# Exercise Twelve: Texts, Three Ways
For this week, you will sample the three methods we've explored (topic modeling, sentiment analysis, and Markov chain generation) using the same set of root texts.

- Collect and import ten documents (novels work best, but anything goes!)
- Using the topic modeling code as a starter, build a topic model of the documents
- Using the sentiment analysis code as a starter, run a sentiment analysis on sample fragments from the documents and compare
- Using the Markov chain code as a starter, generate a sentence using one of the documents
- Using the Markov chain code as a starter, generate a longer text fragment using all of the documents

As a bonus, try to extend this analysis to note other features of these documents using any of our previous exercises as a starting point.

(Karsdorp, Kestemont, and Riddell).


## Stage One: Collect and import ten documents (novels work best, but anything goes!)

(Karsdorp, Kestemont, and Riddell).

In [41]:
import wikipedia
import os
path = "entries/"

directors = ["Steven Spielberg", "George Lucas", "Martin Scorsese", "Ridley Scott","M. Night Shyamalan"]
for director in directors:
    page = wikipedia.page(director)
    print(page.title)
    filename = path + director.replace(" ","_") + ".txt"
    with open (filename, "w", encoding="utf-8", errors="ignore") as f:
        f.write(page.content)
        f.close()

In [42]:
authors = ["Terry Pratchett", "Annalee Newitz", "Charlie Jane Anders", "Octavia Butler","N.K. Jemisin"]
for author in authors:
    page = wikipedia.page(author)
    print(page.title)
    filename = path + author.replace(" ","_") + ".txt"
    with open (filename, "w", encoding="utf-8", errors="ignore") as f:
        f.write(page.content)
        f.close()

AttributeError: module 'wikipedia' has no attribute 'page'

## Stage Two: Using the topic modeling code as a starter, build a topic model of the documents

(Karsdorp, Kestemont, and Riddell).

In [None]:
import pandas as pd
import os
import numpy as np

documents = []
path = 'film directors/'

filenames=sorted([os.path.join(path, fn) for fn in os.listdir(path)])
print(len(filenames)) # count files in corpus
print(filenames[:10]) # print names of 1st ten files in corpus

In [None]:
import sklearn.feature_extraction.text as text

vectorizer=text.CountVectorizer(input='filename', stop_words="english", min_df=1)
dtm=vectorizer.fit_transform(filenames).toarray() # defines document term matrix

vocab=np.array(vectorizer.get_feature_names())

In [None]:
print(f'Shape of document-term matrix: {dtm.shape}. '
      f'Number of tokens {dtm.sum()}')

In [None]:
import sklearn.decomposition as decomposition
model = decomposition.LatentDirichletAllocation(
    n_components=100, learning_method='online', random_state=1)
document_topic_distributions = model.fit_transform(dtm)
vocabulary = vectorizer.get_feature_names()
# (# topics, # vocabulary)
assert model.components_.shape == (100, len(vocabulary))
# (# documents, # topics)
assert document_topic_distributions.shape == (dtm.shape[0], 100)  

In [None]:
topic_names = [f'Topic {k}' for k in range(100)]
topic_word_distributions = pd.DataFrame(
    model.components_, columns=vocabulary, index=topic_names)
print(topic_word_distributions)

In [None]:
topic_word_distributions.loc['Topic 9'].sort_values(ascending=False).head(18)

In [None]:
words = topic_word_distributions.loc['Topic 2'].sort_values(ascending=False).head(18)
words

from matplotlib import pyplot as plt
from wordcloud import WordCloud, STOPWORDS
import matplotlib.colors as mcolors

# Create and generate a word cloud image:
wordcloud = WordCloud().generate_from_frequencies(words)

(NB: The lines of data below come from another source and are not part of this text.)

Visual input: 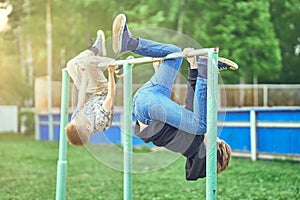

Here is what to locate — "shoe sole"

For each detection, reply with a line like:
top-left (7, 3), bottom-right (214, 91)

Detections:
top-left (112, 14), bottom-right (126, 53)
top-left (93, 30), bottom-right (106, 56)
top-left (199, 56), bottom-right (239, 70)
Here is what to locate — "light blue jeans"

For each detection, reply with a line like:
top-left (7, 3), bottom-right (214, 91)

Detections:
top-left (133, 38), bottom-right (207, 135)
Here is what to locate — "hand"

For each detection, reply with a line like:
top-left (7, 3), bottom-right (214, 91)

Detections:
top-left (153, 59), bottom-right (162, 71)
top-left (107, 66), bottom-right (115, 73)
top-left (183, 48), bottom-right (198, 69)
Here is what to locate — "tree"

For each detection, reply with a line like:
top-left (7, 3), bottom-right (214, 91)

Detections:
top-left (183, 0), bottom-right (281, 83)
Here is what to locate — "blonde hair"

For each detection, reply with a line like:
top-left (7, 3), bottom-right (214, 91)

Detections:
top-left (217, 140), bottom-right (231, 173)
top-left (65, 121), bottom-right (90, 146)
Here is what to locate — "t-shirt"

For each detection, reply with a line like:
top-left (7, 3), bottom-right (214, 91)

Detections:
top-left (135, 121), bottom-right (206, 180)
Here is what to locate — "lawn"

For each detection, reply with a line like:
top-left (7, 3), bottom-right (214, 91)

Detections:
top-left (0, 134), bottom-right (300, 200)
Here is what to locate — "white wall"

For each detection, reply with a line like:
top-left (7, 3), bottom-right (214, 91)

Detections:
top-left (0, 106), bottom-right (18, 133)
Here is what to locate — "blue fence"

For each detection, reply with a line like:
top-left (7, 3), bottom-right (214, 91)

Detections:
top-left (36, 108), bottom-right (300, 159)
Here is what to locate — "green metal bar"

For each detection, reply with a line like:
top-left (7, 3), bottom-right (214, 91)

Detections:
top-left (206, 49), bottom-right (218, 200)
top-left (56, 69), bottom-right (70, 200)
top-left (122, 63), bottom-right (132, 200)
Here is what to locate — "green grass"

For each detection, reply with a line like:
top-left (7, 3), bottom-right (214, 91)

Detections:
top-left (0, 134), bottom-right (300, 200)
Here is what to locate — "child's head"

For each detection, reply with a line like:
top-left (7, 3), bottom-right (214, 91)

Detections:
top-left (217, 139), bottom-right (231, 173)
top-left (66, 112), bottom-right (93, 146)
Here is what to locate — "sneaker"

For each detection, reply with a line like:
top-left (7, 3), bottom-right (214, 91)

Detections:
top-left (198, 56), bottom-right (239, 71)
top-left (92, 30), bottom-right (106, 56)
top-left (112, 14), bottom-right (131, 53)
top-left (115, 65), bottom-right (123, 78)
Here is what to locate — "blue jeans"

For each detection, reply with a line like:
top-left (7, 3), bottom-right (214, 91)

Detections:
top-left (133, 38), bottom-right (207, 135)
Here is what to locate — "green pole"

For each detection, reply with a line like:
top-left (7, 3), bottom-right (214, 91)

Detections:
top-left (56, 69), bottom-right (70, 200)
top-left (206, 49), bottom-right (218, 200)
top-left (122, 63), bottom-right (132, 200)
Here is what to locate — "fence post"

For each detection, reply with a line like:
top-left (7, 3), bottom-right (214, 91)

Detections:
top-left (206, 48), bottom-right (218, 200)
top-left (122, 63), bottom-right (132, 200)
top-left (56, 69), bottom-right (70, 200)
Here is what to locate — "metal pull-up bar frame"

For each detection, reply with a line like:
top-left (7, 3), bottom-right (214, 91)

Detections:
top-left (56, 48), bottom-right (218, 200)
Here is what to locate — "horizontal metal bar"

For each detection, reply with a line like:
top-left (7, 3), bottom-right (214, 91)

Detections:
top-left (219, 84), bottom-right (300, 89)
top-left (256, 122), bottom-right (300, 128)
top-left (98, 48), bottom-right (215, 67)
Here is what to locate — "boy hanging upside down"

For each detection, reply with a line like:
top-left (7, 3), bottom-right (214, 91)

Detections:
top-left (113, 14), bottom-right (238, 180)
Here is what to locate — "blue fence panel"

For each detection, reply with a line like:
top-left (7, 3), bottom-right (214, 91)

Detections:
top-left (256, 109), bottom-right (300, 122)
top-left (219, 127), bottom-right (251, 152)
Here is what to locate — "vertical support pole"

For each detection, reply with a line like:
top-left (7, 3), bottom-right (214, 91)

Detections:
top-left (122, 63), bottom-right (132, 200)
top-left (263, 85), bottom-right (268, 107)
top-left (56, 69), bottom-right (70, 200)
top-left (250, 109), bottom-right (257, 161)
top-left (206, 49), bottom-right (218, 200)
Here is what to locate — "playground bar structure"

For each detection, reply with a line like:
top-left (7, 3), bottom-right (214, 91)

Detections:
top-left (56, 48), bottom-right (218, 200)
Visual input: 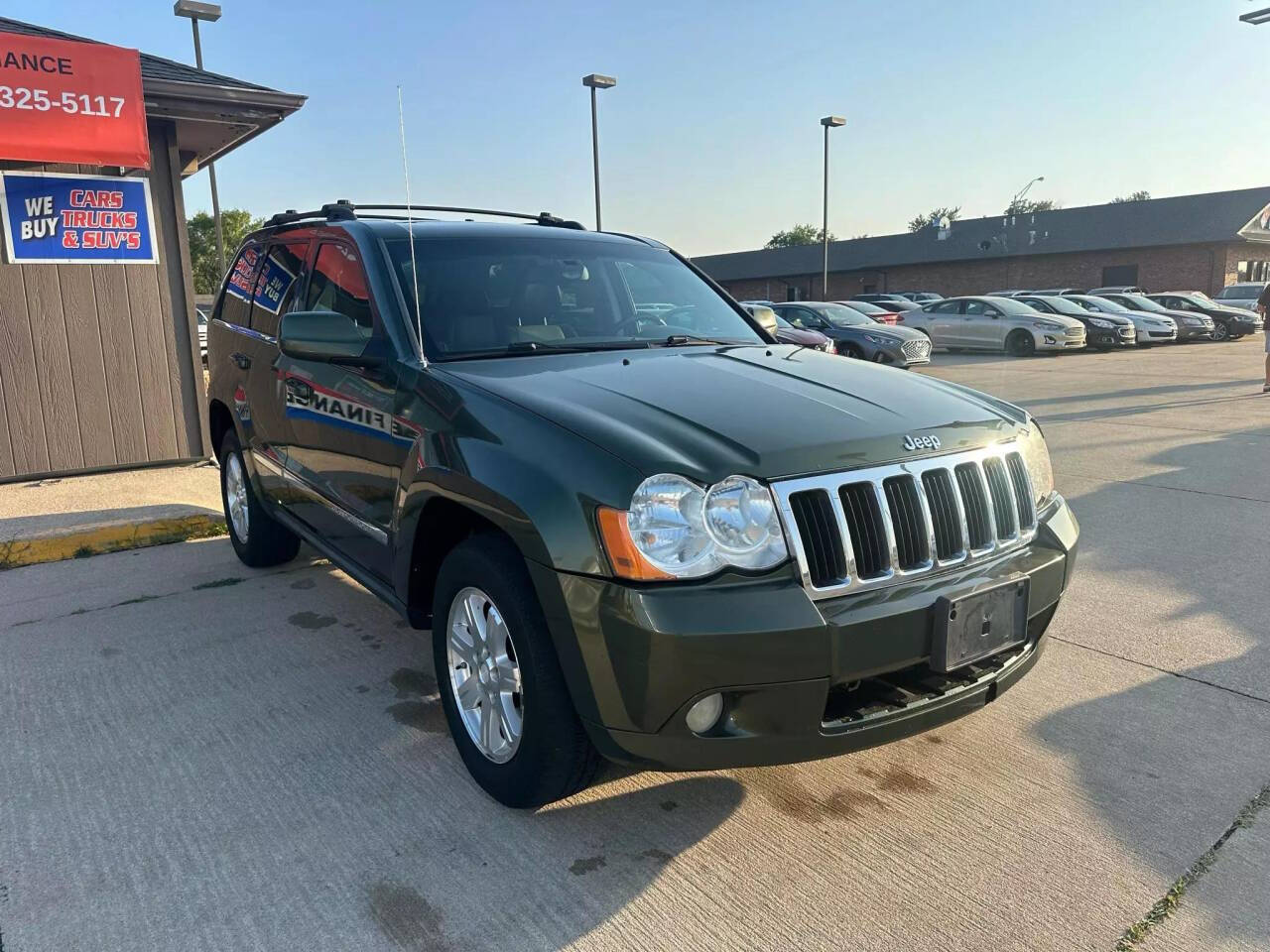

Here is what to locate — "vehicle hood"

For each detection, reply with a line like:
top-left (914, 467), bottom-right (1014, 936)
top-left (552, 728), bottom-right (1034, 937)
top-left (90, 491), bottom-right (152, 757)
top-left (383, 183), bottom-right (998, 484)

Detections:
top-left (776, 327), bottom-right (828, 346)
top-left (435, 344), bottom-right (1025, 482)
top-left (834, 323), bottom-right (927, 344)
top-left (1143, 309), bottom-right (1211, 323)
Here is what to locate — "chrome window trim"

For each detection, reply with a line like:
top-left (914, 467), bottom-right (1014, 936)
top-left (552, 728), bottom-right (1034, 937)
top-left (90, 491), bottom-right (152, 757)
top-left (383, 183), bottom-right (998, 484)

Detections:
top-left (251, 449), bottom-right (389, 545)
top-left (771, 439), bottom-right (1040, 599)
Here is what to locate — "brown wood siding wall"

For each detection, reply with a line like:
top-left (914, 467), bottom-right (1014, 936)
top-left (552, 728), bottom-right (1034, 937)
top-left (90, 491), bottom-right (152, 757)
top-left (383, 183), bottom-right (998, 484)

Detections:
top-left (0, 122), bottom-right (207, 480)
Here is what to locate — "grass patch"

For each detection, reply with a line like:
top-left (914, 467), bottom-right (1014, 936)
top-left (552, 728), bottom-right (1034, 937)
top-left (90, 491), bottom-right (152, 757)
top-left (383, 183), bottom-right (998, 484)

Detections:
top-left (1115, 783), bottom-right (1270, 952)
top-left (190, 575), bottom-right (246, 591)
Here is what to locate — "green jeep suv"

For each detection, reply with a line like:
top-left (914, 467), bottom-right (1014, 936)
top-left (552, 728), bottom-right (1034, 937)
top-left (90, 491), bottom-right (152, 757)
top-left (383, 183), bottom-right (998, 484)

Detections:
top-left (208, 202), bottom-right (1079, 807)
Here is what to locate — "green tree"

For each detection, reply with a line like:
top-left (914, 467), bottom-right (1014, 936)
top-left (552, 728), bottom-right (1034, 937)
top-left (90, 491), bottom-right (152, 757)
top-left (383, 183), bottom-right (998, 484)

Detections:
top-left (908, 204), bottom-right (961, 231)
top-left (1004, 198), bottom-right (1063, 214)
top-left (186, 208), bottom-right (264, 295)
top-left (763, 225), bottom-right (837, 248)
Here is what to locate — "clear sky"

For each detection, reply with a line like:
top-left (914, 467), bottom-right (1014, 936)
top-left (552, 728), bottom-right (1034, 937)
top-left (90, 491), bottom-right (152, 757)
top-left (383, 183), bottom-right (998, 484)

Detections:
top-left (4, 0), bottom-right (1270, 255)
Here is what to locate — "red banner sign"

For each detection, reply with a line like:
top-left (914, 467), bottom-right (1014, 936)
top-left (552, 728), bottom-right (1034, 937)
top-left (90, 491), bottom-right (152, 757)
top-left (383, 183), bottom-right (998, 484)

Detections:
top-left (0, 33), bottom-right (150, 169)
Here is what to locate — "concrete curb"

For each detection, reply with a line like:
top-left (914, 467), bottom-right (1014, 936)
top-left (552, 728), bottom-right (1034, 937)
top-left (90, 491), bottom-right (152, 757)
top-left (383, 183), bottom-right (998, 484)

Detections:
top-left (0, 513), bottom-right (226, 571)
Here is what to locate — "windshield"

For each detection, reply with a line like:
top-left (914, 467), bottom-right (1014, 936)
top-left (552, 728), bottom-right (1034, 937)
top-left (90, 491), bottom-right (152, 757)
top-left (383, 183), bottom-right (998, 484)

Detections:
top-left (992, 298), bottom-right (1036, 316)
top-left (385, 237), bottom-right (762, 361)
top-left (813, 302), bottom-right (881, 327)
top-left (1216, 285), bottom-right (1261, 300)
top-left (1123, 295), bottom-right (1169, 313)
top-left (1024, 295), bottom-right (1084, 317)
top-left (1071, 295), bottom-right (1129, 313)
top-left (826, 300), bottom-right (892, 313)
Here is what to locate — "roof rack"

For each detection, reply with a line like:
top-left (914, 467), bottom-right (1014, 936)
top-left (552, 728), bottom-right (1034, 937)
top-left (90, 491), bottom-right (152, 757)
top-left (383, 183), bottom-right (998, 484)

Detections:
top-left (266, 198), bottom-right (585, 231)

# Display the generated image:
plt.imshow(wordcloud, interpolation='bilinear')
plt.axis("off")
plt.show()

## Stage Three: Using the sentiment analysis code as a starter, run a sentiment analysis on sample fragments from the documents and compare

(Karsdorp, Kestemont, and Riddell).

In [None]:
import nltk
nltk.download('vader_lexicon')
nltk.download('punkt')

from nltk.sentiment.vader import SentimentIntensityAnalyzer
sid = SentimentIntensityAnalyzer()

In [None]:
for filename in filenames:
    with open(filename, encoding="utf-8") as f:
        text = f.read()
        documents.append(text)
        scores = sid.polarity_scores(text[0:500])
    print(filename)
    for key in sorted(scores):
        print('{0}: {1}, '.format(key, scores[key]), end='')
    print(' ')

## Stage Four: Using the Markov chain code as a starter, generate a sentence using one of the documents

(Karsdorp, Kestemont, and Riddell).

In [None]:
import markovify
import random
generator_text = ""

for document in documents:
    generator_text += document

In [None]:
text_model = markovify.Text(text)
print( text_model.make_sentence() )

## Stage Five: Using the Markov chain code as a starter, generate a longer text fragment using all of the documents

(Karsdorp, Kestemont, and Riddell).

In [None]:
novel = ''
while (len( novel.split(" ")) < 500):
  for i in range(random.randrange(3,9)):
    novel += text_model.make_sentence() + " "
  novel += "\n\n"

print(novel)

## Bonus Stage: Try to extend this analysis to note other features of these documents using any of our previous exercises as a starting point.

(Karsdorp, Kestemont, and Riddell).